Restriction/ligation cloning
In the classical restriction and ligation cloning protocols, cloning of any DNA fragment
essentially involves four steps: DNA fragmentation with restriction endonucleases, ligation of
DNA fragments to a vector, transformation, and screening/selection. Initially, the DNA
fragment to be cloned needs to be isolated. Preparation of DNA fragments for cloning can be
accomplished by restriction enzyme digestion. Following ligation, the ligation product
(recombinant plasmid) is transformed into bacteria for propagation. The bacteria are then
plated on selective agar to select for bacteria that have the plasmid of interest. Individual
colonies are picked and tested for the wanted insert. The bacterial transformation is generally
observed by blue white screening. In this method we utilize the lacZ gene of E.coli lac
operon. For the detection of the lacZ gene product (β-galactosidase) a chromogenic substrate
(X-Gal) is utilized.
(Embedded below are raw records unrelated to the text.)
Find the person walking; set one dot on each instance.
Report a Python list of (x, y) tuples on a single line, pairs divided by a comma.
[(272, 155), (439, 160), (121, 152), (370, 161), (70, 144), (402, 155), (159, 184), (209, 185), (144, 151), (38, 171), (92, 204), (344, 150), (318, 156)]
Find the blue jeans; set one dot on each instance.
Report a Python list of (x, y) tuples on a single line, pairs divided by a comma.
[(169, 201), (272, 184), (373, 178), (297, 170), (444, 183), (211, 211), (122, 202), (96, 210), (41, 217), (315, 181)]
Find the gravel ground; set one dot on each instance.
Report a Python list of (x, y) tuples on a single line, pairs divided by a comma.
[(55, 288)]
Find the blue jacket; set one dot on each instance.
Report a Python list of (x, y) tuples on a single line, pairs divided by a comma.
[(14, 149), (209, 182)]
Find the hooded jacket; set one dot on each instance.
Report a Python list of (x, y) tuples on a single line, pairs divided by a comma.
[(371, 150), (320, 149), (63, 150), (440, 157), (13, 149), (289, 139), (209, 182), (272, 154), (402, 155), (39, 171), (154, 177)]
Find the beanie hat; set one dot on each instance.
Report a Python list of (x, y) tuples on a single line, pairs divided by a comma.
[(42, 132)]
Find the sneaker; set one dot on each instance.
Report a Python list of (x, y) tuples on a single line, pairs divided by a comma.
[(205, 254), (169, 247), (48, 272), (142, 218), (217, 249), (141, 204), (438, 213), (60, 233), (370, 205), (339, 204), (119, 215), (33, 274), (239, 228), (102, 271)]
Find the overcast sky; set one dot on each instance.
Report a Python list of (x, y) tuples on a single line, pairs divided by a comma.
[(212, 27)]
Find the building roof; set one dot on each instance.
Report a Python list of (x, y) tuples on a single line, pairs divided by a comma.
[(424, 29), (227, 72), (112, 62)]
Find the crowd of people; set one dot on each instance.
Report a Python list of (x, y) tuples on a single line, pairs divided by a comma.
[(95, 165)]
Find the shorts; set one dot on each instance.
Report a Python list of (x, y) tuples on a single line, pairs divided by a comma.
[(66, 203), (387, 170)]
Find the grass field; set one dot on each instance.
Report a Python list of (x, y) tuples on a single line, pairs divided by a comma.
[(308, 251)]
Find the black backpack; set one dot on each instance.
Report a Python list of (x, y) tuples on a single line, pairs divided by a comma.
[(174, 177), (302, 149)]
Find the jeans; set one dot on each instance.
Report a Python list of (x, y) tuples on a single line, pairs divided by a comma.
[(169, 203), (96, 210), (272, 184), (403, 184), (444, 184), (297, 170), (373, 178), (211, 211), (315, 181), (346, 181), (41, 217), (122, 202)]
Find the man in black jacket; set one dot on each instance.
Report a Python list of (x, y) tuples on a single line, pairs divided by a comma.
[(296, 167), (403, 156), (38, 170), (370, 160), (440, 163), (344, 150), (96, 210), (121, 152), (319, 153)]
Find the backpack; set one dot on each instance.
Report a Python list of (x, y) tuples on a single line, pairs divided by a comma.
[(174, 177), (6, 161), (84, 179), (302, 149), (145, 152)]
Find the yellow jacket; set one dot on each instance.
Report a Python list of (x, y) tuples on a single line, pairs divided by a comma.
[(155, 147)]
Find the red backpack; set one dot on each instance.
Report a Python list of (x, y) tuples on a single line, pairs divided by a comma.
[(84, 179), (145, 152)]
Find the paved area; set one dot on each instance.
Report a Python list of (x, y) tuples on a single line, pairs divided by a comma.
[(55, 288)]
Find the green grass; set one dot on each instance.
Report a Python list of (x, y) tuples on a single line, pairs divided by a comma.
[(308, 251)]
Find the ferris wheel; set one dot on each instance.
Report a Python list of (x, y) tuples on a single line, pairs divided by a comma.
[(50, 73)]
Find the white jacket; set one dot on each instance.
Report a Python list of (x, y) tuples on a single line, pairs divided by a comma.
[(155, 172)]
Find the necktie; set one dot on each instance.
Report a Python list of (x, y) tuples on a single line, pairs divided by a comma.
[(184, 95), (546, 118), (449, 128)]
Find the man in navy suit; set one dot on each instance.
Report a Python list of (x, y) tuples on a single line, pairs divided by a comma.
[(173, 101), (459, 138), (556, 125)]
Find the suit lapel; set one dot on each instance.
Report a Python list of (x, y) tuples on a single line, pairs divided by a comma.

X-Gal is the substrate of β-galactosidase bit it does not induce the lac
operon. For the induction of lac operon we use another chemical called IPTG, which is not the
substrate of β-galactosidase. Intriguingly, the lacZ gene can be separated to two fragments
(omega: a short fragment at the 5’ end of lacZ gene, and alpha: the rest of the gene) in such a
way that the two peptide subunits bind in the cell and the β-galactosidase retains its
functionality The alpha peptide encoding DNA fragment was inserted to the chromosomal
DNA of E. coli, while the omega subunit was inserted to a plasmid. The omega subunit was
modified to contain several unique restriction recognition sites without destroying its
function. If a foreign DNA sequence is inserted to the omega sequence, we obtain white
plaques, while the bacteria containing the original plasmid vector produce blue plaques in the
presence of X-Gal and IPTG.
RECOMBINATIONAL CLONING:
CLONING WITHOUT RESTRICTION ENZYMES (EXTRA REQUIREMENT)
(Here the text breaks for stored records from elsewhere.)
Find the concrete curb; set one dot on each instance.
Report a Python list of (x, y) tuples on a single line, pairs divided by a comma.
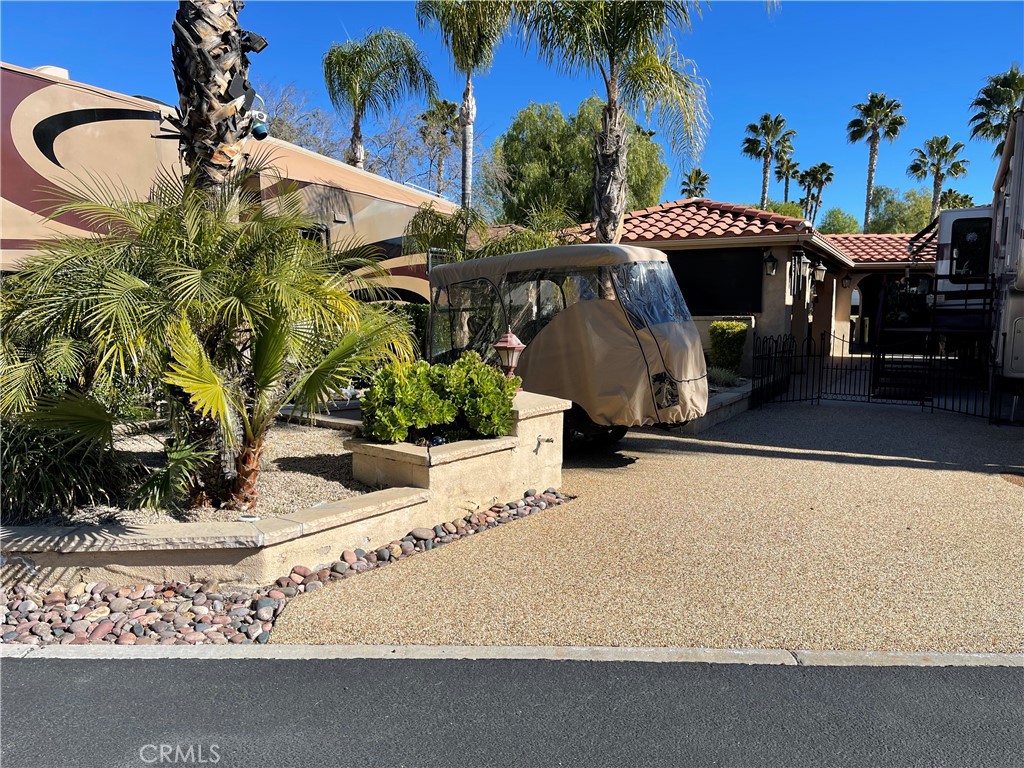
[(553, 653)]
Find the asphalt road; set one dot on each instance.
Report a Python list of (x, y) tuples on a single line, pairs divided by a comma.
[(343, 713)]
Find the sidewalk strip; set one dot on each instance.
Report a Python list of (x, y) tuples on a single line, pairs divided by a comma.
[(553, 653)]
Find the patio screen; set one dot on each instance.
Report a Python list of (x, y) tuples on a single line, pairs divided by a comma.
[(720, 282)]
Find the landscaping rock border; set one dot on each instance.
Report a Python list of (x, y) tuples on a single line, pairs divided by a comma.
[(178, 613)]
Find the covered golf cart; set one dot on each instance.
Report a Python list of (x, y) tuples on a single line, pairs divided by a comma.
[(605, 327)]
Although cloning with restriction enzymes and ligase is theoretically easy, in reality sometimes can be very
frustrating. During the recent years, new, recombination based cloning procedures were invented, making
cloning more effective and much faster. One of the recombination cloning method is the so called
GATEWAY system. Instead of restriction enzymes and ligase, we use the integrase enzyme of the lambda
phage. The lambda integrase has different recognition sites. The lambda integrase cuts out any DNA
fragment flanked by attB recognition sites, and inserts it into the place of any DNA fragment flanked by
attP recognition sites. This is the so called BP reaction. The result of the BP reaction is that our gene/DNA
of interest gets incorporated into the donor vector, creating a so called entry clone. In the entry clone our
gene/DNA of interest is flanked by attL sites which originate from the B and P sites upon integrase action.
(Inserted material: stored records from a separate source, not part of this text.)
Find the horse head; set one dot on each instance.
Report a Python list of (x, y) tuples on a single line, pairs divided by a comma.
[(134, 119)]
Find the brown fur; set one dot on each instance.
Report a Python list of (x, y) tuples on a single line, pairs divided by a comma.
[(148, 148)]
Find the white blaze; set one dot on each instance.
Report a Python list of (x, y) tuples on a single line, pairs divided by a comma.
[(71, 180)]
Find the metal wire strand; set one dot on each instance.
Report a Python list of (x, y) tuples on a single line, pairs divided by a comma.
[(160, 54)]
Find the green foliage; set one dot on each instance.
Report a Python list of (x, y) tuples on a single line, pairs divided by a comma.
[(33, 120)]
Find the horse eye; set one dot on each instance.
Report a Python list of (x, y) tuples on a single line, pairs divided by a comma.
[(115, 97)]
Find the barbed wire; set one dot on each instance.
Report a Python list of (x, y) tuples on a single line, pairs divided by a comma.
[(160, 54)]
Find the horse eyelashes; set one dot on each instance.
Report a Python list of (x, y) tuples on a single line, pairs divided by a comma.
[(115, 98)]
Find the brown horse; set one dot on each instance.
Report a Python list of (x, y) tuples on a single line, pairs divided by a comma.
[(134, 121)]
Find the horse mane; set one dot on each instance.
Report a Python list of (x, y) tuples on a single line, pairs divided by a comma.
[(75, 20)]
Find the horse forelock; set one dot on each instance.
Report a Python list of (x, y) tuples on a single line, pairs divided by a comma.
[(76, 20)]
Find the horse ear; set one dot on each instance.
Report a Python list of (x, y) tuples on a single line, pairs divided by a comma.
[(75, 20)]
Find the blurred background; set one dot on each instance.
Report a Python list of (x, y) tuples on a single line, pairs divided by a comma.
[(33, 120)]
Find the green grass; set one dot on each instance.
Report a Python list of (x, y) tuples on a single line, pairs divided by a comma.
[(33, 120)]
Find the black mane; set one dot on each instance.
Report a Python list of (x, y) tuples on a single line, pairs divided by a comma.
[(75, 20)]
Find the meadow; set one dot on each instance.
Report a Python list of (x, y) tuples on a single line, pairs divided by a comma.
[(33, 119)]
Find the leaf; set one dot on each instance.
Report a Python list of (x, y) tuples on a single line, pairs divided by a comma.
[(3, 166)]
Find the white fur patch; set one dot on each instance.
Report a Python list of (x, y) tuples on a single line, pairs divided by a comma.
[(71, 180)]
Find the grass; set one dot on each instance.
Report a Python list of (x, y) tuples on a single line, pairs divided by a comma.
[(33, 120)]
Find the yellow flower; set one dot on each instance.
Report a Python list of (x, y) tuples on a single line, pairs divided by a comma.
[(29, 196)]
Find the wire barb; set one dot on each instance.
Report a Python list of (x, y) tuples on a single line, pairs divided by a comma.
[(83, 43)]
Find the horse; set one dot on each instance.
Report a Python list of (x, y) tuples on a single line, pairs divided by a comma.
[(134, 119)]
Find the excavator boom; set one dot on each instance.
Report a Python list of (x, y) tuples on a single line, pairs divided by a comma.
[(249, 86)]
When we have a recombinant entry clone, we can insert our gene/DNA of interest with a second
recombination reaction to dozens of different destination vectors, with close to 100% efficiency. This is the
so called LR reaction, where the integrase makes recombination between attL and attR sites. The ccdB
gene present in the empty donor and destination vector is used for the selection of recombinant plasmid
containing bacteria, because the protein encoded by this gene is toxic to the bacteria. The bacteria which
were transformed with empty vector or with the byproduct of the LR reaction will die, therefore only the
recombinant plasmid containing bacteria will grow on the petri dish. The empty donor and destination
vector is maintained in mutant bacteria resistant to the effect of the toxic ccdB gene.